The content of this page was originally written for the Questions and Answers section of the UV4Plants Bulletin but was not published as the Bulletin ceased to be published.

1 Why timelines as data plots?

The earliest examples of timeline plots date from the 1,700’s (Koponen and Hildén 2019). Initially used to depict historical events, timeline plots are useful to describe any sequence of events and periods along a time axis.
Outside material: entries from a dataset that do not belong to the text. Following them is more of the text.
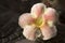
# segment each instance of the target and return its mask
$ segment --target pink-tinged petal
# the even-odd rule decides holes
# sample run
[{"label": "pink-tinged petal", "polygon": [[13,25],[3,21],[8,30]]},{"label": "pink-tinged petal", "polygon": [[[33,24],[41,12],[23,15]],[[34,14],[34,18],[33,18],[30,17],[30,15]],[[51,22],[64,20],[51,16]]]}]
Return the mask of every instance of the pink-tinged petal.
[{"label": "pink-tinged petal", "polygon": [[18,25],[23,28],[25,25],[34,23],[34,20],[29,13],[25,13],[20,16]]},{"label": "pink-tinged petal", "polygon": [[56,35],[56,28],[55,28],[55,26],[53,26],[53,27],[44,26],[41,28],[41,32],[43,35],[43,38],[42,38],[43,40],[50,40],[51,38]]},{"label": "pink-tinged petal", "polygon": [[36,27],[31,25],[27,25],[24,27],[23,34],[26,39],[35,41],[36,40]]},{"label": "pink-tinged petal", "polygon": [[42,15],[43,18],[46,18],[47,20],[55,20],[56,18],[56,11],[52,8],[48,8],[43,15]]},{"label": "pink-tinged petal", "polygon": [[44,9],[46,5],[43,3],[36,3],[32,5],[30,13],[32,17],[37,18],[38,16],[41,15],[41,13],[43,13]]}]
To be useful the events should be positioned proportionally, i.e., the distance along the timeline at which events are marked, should be proportional to the time interval separating these events (Koponen and Hildén 2019).

Timelines provide a very clear, unambiguous and concise way of describing the course of experiments, the timing of steps in laboratory protocols and even the progress of people’s careers in science, sports, politics, etc. I suspect they are used less frequently than they could because drafting them can seem like a lot of work. So, even if not specific to UV research, timelines are important and their use could be more frequent.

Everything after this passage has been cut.